Disclaimer: At this stage these are mainly toy models, dynamic fuzzballs formation, and fuzzball themselves, is still an active subject of research.

EDIT: (reply to the first two comments)

The first reference (see p.20 onwards) describes the case for an infalling shell of matter, but a similar reasoning can be done for your homogeneous cloud with the difference that the bubble fluctuations would start from the center too. Your 2 comment questions:

  1. Not instantly, it takes some time to tunnel. Until enough matter has coalesced you have only virtual fuzzballs quantum fluctuations. Once enough matter is close to the would-be-horizon the tunnelling process is completed over the 76AU. If complementarity is correct, as a coarse-grained observer you would still not observe anything particular until being close to the time you would hit the would-be-singularity.
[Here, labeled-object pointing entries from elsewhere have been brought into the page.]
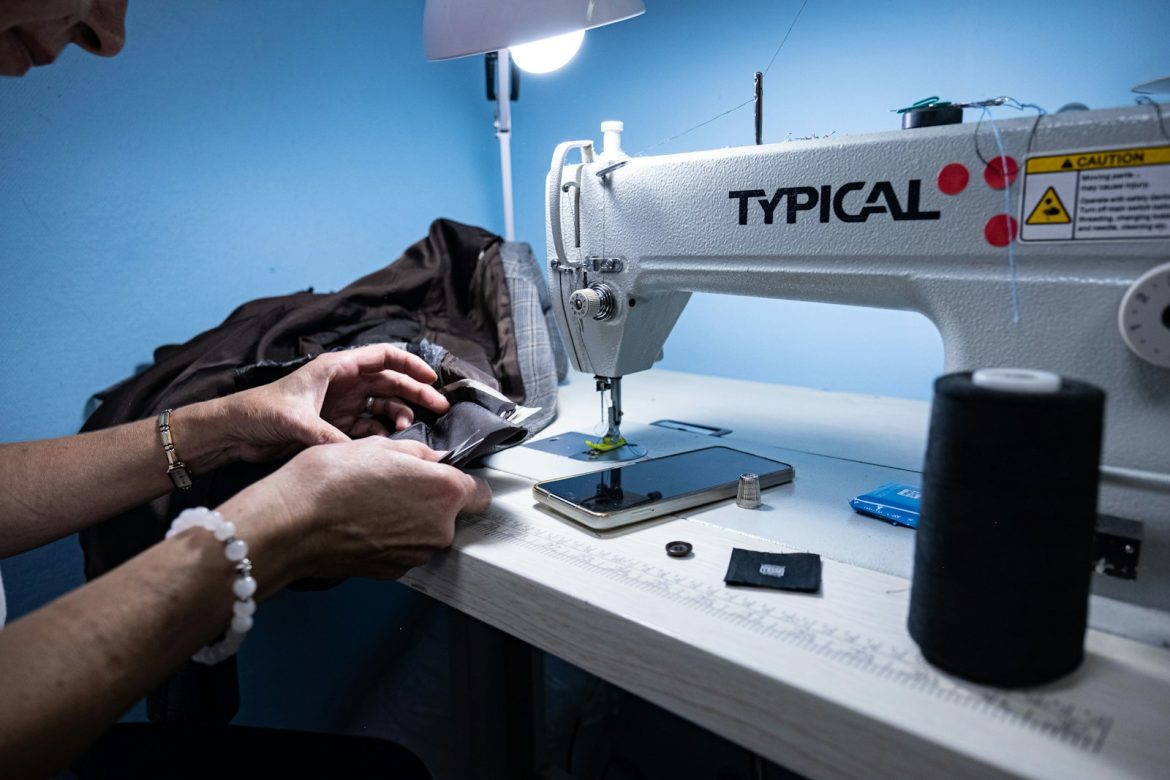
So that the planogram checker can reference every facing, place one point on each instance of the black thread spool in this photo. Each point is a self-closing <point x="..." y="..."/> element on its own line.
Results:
<point x="1003" y="557"/>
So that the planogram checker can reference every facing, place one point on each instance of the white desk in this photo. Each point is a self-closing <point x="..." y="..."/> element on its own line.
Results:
<point x="827" y="684"/>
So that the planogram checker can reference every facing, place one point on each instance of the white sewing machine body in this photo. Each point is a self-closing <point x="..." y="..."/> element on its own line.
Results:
<point x="867" y="220"/>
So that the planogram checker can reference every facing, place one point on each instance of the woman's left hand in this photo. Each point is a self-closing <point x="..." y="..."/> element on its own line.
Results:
<point x="328" y="400"/>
This is assuming you would experience a black-hole-like experience resulting from the most typical condensate of fuzzballs geometries. If you experience a more general geometry (but this should be less likely in the ensemble), your actual fate seems much harder to describe, but it should be an interpolation betweeen GR black-hole and instant fuzz. I'm not advocating for this to be true by the way, just explaining how the theory seems to explain it.

  2. Near the would-be-horizon. In principle there are even virtual quantum fluctuations of immense fuzzballs of mass say $M + M^{10}$, but those fluctuations don't have any actual mass-energy to put them on-shell.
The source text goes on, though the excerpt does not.